Mais maintenir les entreprises à flot en Russie – même avec l’intervention du gouvernement – ne sera pas facile. Car les conditions qui ont poussé les entreprises étrangères à quitter la Russie sont toujours en vigueur : sanctions internationales, perturbation de la chaîne d’approvisionnement et pression des clients en Europe et en Amérique du Nord.
L’industrie automobile est particulièrement touchée par sa dépendance à l’égard de l’électronique fabriquée à l’étranger. Les entreprises restées en Russie, comme le constructeur automobile français Renault, propriétaire majoritaire du constructeur russe Avtovaz, ont également dû arrêter temporairement la production.

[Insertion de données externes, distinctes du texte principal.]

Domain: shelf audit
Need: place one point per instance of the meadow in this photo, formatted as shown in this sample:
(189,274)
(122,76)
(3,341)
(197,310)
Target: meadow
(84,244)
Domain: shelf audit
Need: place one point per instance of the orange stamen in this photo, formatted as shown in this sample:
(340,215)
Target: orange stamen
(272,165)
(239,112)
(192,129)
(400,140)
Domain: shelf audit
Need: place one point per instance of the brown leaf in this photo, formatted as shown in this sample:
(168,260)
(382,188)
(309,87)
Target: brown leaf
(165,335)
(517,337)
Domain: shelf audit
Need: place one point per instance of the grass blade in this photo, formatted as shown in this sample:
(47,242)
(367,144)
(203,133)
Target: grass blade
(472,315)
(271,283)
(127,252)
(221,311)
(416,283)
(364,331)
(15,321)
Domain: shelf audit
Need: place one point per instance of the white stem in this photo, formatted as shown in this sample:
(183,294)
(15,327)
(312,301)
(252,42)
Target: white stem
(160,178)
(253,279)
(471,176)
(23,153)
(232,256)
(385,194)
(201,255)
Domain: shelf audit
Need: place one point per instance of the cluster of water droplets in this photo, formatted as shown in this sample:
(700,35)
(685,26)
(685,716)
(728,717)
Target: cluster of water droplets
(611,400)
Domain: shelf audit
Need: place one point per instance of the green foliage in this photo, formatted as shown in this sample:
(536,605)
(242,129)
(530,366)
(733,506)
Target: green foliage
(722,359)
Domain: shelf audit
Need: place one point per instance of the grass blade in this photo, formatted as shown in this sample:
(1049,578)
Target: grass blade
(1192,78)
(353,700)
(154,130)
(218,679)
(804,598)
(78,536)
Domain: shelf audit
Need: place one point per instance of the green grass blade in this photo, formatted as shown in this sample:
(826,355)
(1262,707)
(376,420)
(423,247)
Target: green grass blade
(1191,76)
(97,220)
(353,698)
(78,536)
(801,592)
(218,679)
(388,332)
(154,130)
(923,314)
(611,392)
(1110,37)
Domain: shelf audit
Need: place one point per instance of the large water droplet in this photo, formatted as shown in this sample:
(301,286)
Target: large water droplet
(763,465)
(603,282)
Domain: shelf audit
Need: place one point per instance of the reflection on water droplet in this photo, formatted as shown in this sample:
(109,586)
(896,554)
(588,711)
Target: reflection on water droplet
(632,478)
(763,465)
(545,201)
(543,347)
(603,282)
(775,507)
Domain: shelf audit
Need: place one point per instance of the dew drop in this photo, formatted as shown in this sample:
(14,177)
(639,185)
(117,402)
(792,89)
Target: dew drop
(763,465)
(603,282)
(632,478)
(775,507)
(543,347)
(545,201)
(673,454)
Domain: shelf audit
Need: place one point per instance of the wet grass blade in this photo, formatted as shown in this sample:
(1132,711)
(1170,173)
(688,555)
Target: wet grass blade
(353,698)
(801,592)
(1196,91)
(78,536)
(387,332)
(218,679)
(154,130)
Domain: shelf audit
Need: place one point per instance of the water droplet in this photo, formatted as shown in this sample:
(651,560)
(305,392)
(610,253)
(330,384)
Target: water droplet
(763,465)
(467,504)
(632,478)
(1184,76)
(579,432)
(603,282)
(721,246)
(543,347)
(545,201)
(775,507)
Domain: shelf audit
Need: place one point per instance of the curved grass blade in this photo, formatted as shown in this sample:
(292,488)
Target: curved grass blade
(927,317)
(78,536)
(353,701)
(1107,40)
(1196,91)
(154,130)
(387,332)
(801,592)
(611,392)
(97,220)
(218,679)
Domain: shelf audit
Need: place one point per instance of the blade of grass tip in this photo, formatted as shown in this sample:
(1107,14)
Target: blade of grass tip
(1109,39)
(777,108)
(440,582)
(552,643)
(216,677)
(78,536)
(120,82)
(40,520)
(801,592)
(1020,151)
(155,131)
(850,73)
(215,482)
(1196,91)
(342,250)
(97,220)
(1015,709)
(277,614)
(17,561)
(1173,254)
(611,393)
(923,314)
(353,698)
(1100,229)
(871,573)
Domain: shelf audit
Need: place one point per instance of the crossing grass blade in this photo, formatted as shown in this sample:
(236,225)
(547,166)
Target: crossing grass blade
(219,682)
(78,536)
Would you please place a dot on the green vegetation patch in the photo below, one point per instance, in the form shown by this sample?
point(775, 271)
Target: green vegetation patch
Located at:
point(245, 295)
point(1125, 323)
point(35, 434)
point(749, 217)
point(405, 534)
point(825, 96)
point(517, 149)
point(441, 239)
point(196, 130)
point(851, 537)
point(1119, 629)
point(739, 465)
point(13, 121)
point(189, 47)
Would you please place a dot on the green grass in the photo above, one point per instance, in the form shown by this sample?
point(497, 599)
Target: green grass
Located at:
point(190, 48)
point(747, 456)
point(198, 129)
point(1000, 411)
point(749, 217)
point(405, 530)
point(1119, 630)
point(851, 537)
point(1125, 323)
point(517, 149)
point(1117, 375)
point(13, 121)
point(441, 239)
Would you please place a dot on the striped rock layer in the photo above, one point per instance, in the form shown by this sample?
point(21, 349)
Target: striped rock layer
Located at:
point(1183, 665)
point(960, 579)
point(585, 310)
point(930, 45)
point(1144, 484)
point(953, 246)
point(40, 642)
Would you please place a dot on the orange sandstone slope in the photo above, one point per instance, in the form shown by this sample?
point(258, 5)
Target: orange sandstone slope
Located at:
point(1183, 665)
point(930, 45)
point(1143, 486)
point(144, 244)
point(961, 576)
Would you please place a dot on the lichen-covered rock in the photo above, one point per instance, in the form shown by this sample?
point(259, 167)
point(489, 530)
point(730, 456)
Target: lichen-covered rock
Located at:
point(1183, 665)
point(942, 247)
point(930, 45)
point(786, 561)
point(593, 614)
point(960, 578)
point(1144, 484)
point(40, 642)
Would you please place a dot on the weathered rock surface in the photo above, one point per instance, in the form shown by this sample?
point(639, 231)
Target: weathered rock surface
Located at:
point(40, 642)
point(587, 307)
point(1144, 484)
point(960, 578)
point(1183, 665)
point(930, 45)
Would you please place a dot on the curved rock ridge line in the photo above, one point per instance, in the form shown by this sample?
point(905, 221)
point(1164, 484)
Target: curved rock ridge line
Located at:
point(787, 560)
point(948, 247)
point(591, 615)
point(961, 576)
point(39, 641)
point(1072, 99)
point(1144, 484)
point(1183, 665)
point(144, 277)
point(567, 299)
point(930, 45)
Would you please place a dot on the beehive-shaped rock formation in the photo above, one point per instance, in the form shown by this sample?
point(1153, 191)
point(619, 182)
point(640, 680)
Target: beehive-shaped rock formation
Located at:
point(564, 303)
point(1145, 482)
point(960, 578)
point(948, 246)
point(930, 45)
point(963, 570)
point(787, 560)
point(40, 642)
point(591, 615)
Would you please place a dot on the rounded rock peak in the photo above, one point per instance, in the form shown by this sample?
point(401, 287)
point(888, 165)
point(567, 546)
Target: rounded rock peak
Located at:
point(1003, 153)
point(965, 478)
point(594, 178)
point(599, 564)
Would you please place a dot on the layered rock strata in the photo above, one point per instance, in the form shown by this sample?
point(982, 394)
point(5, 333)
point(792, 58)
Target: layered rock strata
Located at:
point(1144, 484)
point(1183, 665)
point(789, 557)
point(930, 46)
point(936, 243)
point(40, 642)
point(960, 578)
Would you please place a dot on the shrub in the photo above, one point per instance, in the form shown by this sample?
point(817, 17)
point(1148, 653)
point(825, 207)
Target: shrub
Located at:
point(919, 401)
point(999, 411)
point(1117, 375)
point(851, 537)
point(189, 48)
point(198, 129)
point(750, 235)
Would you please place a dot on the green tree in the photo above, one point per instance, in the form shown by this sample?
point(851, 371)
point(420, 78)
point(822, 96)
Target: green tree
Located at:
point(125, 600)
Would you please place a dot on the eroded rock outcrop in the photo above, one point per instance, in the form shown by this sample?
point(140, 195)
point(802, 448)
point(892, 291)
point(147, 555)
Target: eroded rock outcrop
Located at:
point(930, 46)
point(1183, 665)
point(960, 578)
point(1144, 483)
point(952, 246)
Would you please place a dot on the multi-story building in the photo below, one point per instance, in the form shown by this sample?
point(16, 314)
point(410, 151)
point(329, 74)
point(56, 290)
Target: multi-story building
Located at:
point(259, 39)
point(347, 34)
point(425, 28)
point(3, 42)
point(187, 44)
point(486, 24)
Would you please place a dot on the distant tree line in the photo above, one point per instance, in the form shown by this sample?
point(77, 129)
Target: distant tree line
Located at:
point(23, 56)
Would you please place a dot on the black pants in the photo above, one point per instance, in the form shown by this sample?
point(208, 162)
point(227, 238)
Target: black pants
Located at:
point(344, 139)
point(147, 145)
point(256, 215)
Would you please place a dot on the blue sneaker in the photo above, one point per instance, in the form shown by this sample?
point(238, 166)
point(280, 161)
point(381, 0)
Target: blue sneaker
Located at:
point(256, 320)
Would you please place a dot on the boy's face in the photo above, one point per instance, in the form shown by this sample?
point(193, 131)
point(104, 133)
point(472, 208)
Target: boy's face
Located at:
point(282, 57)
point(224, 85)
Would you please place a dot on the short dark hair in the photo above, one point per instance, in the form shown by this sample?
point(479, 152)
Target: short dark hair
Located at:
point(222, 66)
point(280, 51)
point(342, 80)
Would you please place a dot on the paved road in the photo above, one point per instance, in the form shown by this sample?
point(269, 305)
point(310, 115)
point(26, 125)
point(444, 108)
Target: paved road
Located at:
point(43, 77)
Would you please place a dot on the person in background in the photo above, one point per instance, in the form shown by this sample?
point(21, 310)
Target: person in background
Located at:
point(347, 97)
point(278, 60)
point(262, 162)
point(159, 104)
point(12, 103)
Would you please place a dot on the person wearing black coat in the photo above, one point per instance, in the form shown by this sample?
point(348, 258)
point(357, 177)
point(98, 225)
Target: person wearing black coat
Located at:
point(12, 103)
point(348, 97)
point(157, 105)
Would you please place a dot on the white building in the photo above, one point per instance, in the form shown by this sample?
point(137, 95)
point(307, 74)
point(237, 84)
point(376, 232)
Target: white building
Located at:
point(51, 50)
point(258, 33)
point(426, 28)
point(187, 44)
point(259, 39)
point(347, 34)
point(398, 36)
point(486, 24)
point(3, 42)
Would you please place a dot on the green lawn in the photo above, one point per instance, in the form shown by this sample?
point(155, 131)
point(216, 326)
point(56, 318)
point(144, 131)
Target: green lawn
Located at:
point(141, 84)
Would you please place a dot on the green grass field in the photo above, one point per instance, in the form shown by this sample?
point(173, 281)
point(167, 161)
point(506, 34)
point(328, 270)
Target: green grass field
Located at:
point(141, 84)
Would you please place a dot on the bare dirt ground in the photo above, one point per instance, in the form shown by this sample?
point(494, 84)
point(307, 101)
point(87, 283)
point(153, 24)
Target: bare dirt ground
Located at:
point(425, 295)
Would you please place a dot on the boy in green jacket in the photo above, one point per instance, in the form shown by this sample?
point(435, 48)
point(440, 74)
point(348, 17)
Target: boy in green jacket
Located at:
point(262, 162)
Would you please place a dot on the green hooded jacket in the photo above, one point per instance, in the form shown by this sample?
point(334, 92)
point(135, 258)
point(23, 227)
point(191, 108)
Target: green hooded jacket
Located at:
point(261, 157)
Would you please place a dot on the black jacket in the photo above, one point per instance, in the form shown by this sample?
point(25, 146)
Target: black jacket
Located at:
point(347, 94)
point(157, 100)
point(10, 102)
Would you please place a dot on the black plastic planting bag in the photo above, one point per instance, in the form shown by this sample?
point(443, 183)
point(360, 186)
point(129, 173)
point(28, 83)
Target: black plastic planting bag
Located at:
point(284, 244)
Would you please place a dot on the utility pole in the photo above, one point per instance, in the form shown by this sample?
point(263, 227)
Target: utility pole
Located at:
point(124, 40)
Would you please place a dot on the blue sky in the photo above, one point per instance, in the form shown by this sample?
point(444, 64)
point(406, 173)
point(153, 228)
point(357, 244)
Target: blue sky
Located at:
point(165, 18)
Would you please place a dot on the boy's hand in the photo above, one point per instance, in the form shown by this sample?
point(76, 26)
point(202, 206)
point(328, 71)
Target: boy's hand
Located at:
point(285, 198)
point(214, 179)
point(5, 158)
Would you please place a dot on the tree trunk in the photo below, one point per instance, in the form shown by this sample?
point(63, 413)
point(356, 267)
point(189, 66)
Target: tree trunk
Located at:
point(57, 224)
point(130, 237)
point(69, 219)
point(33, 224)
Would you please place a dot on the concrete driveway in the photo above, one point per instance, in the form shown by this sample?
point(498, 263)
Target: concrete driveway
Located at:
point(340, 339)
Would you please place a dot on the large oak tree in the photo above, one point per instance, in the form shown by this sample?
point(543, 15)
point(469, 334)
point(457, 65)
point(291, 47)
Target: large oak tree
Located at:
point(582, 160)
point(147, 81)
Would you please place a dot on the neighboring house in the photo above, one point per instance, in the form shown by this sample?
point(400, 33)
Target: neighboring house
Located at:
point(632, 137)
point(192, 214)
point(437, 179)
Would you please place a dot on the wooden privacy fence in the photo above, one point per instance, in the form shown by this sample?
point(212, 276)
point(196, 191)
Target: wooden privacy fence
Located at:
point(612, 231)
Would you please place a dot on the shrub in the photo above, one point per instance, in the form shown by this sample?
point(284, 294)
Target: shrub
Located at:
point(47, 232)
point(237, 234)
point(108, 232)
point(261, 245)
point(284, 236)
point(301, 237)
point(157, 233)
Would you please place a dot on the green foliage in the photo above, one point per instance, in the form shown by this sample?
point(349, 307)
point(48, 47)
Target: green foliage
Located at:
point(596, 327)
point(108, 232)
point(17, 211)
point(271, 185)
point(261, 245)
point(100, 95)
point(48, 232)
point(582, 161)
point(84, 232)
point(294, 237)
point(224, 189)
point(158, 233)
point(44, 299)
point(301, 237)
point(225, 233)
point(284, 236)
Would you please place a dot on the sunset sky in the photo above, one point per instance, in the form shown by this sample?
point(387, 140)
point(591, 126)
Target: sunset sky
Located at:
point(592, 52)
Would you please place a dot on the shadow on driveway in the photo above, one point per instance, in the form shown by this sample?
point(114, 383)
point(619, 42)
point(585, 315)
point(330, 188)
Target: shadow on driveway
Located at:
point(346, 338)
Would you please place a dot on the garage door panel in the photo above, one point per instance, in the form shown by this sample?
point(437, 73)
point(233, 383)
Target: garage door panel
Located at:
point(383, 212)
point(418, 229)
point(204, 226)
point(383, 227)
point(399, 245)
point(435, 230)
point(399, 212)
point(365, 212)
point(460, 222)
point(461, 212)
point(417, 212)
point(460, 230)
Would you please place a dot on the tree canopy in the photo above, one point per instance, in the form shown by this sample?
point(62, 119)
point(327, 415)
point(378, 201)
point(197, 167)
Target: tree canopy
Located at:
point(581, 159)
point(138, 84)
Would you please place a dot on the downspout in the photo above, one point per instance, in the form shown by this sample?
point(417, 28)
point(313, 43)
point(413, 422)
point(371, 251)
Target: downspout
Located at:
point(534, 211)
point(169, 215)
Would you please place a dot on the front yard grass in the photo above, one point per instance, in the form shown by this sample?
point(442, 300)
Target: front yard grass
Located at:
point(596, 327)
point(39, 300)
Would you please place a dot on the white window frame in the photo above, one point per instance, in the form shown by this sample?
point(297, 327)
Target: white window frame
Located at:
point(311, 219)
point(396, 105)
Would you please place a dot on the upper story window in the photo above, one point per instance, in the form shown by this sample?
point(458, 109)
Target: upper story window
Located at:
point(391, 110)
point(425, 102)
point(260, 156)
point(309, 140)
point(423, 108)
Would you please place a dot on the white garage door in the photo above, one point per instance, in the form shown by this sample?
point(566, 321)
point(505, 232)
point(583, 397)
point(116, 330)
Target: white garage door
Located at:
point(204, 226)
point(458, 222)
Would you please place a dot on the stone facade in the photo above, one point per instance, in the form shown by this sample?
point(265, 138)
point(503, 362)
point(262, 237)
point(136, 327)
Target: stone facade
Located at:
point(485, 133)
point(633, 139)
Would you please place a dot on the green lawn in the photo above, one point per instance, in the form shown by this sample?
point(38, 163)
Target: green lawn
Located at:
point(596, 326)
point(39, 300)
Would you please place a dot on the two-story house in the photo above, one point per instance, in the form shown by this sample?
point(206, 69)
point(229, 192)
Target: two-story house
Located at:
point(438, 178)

Sans importations, des entreprises comme le fabricant de meubles Ikea ou de nombreux détaillants de mode ne pourraient pas fonctionner et devraient probablement quitter complètement le marché russe, a déclaré Weafer.
Certaines entreprises étrangères qui cessent leurs activités en Russie, comme McDonald’s et le fabricant de cigarettes Imperial Brands, ont souligné qu’elles continueraient à payer leurs employés même après la fermeture de leurs lieux de travail. Cela ne peut pas durer éternellement, et Weafer prédit que les entreprises devront décider d’ici la fin de l’été de reprendre leurs activités ou de cesser complètement leurs activités.
Une voix opposée à la saisie des actifs des sociétés étrangères est le magnat du métal milliardaire Vladimir Potanine, qui l’a comparée à la révolution russe de 1917 lorsque les communistes ont pris le pouvoir.
« Cela nous ramènerait 100 ans en arrière jusqu’en 1917 et les conséquences d’une telle décision – la méfiance des investisseurs mondiaux à l’égard de la Russie – nous seraient ressenties pendant de nombreuses décennies à venir », a-t-il déclaré jeudi sur les réseaux sociaux dans un communiqué de sa société. Nornickel.